According to your previous posts, the load over 1.5 m was 3 tonnes, which when converted to Newtons was 29,419.95 N.

 

[andrewh21]

so very sorry please forgive me I am getting confused again I have tried that many calcs trying to get this I am in a bit of a muddle
1.5m at 2 tonnes/m = 3 tonnes
3 tonnes converted to KN =29.892049152000002KN
so 29.9KN from x=o to x=1.5
not forgetting the point load in the centre of 200N am I correct to assume that the load from x=0m to x=1.5m
=30.1KN
or does the point load not get took into consideration for this?

 

[SteamKing]

so very sorry please forgive me I am getting confused again I have tried that many calcs trying to get this I am in a bit of a muddle
1.5m at 2 tonnes/m = 3 tonnes
3 tonnes converted to KN =29.892049152000002KN
so 29.9KN in the centre
not forgetting the point load in the centre of 200N am I correct to assume that the load from x=0m to x=1.5m
=30.1KN
or does the point load not get took into consideration for this?
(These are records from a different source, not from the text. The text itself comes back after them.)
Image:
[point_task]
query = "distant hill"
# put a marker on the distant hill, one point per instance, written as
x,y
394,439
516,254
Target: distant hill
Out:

Let's try to simplify things a bit.

1. There's no need to carry calculations to 50 decimal places.
2. We can use a value of g = 9.81 m/s² or even 10 m/s², without significant loss of accuracy.

For a UDL of 2 tonnes/meter, the total load on the beam will be 2 tonne/m * 3m = 6 tonnes, half of which is 3 tonnes.

3 tonnes = 3000 kg = 3000 * 9.81 = 29,430 N

The reactions on the beam, using g = 9.81 m/s², will be 29,530 N at the left and right supports.

Now, what is the value of the shear force at x = 1.5 m from the left support?

 

[andrewh21]

please ignore that

 

[andrewh21]

how do I calculate thart?

 

[SteamKing]

how do I calculate thart?

Come on. Re-read Post #51.

 

[andrewh21]

therefore it should be 29,530N
is that correct?

 

[SteamKing]

therefore it should be 29,530N
is that correct?

Concentrate. If the reaction at the left support is 29,530 N, how can the shear force be 29,530 N at the center of the beam? Like I said, re-read Post #51. You also must account for the direction of the reaction force and the forces due to the loads applied to the beam.